O embaixador de Israel no Brasil, Rafael Eladad, reconhece que o país passa por uma "época agitada", mas afirma que o governo está pronto para um processo de paz e pretende manter boas relações com os vizinhos. "O diálogo é importante. Estamos dispostos e fizemos todos os gestos necessários para manter boas relações. Pensamos que temos suficientes problemas e não precisamos agregar outros. Esperamos retomar as excelentes relações com Egito e Turquia. Espero que nesses países se cultive a cultura de paz e da tolerância."

Missão dos EUA Para tentar reverter o quadro, Israel conta com seu principal aliado, os Estados Unidos. O presidente Barack Obama enviou dois emissários ao Oriente Médio com a missão de convencer o presidente palestino a desistir do pedido unilateral às Nações Unidas. O conselheiro presidencial Dennis Ross e o enviado especial David Hale fracassaram em outra tentativa, uma semana atrás. Obama já anunciou que os EUA vetarão, no Conselho de Segurança, qualquer tentativa de aceitar o ingresso formal da Palestina como 194º país-membro da ONU. Para o especialista americano, no entanto, até mesmo o apoio americano pode estar em risco. "A tempestade diplomática também pode vir de outras partes.
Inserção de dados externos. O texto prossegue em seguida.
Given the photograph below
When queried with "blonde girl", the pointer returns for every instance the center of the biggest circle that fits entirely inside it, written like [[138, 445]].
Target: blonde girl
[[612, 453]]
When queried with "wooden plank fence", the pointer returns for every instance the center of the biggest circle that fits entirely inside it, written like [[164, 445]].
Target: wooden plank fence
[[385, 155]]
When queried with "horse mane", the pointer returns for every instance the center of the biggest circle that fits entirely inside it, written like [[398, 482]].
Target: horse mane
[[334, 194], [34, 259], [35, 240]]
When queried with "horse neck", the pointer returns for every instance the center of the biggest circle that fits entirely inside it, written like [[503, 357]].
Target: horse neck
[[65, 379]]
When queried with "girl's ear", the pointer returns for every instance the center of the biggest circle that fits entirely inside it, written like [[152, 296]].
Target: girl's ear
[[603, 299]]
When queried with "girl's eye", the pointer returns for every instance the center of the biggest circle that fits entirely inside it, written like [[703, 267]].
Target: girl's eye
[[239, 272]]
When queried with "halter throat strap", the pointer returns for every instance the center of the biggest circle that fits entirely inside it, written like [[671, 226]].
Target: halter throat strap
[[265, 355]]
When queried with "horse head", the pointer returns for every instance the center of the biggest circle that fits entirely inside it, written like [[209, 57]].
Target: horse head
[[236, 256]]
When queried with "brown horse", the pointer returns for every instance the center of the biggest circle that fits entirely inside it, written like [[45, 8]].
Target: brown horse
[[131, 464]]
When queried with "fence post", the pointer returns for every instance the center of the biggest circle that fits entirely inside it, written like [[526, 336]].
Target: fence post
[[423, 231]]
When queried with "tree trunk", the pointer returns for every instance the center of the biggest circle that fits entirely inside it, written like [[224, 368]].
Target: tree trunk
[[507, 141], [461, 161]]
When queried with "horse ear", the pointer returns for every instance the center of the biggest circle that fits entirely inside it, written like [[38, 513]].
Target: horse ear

Os EUA não têm um apoio tão entusiasmado como antes, especialmente quando se vê o secretário de Defesa afirmar que Israel é "um aliado mal-agradecido"", afirmou Gelvin.

A chefe da diplomacia da União Europeia, Catherine Ashton, e o ex-premiê britânico Tony Blair, enviado do Quarteto para o Oriente Médio (iniciativa diplomática composta por EUA, Rússia, União Europeia e ONU), também estão na região, na esperança de reativar as negociações diretas entre as duas partes antes da Assembleia Geral, e assim evitar uma votação sobre a Palestina.

Tolerância quase zero É em Hebron, cidade bíblica em plena Cisjordânia, que as relações entre palestinos e israelenses são mais intensas e conflituosas. Como parte da campanha pelo reconhecimento na ONU, os primeiros se manifestaram ontem contra a proibição de circular em uma das ruas centrais, onde os colonos judeus costumam circular fortemente armados para compensar a esmagadora inferioridade numérica: eles são 500 em meio a 165 mil árabes. A antiga cidadela leva o nome do patriarca hebreu Abraão e abriga seu túmulo, santuário venerado também pelos muçulmanos, que a ele se referem como Ibrahim e Al Khalil ("o amigo", em árabe) ¿ uma referência à aliança firmada pelo profeta com o Deus único.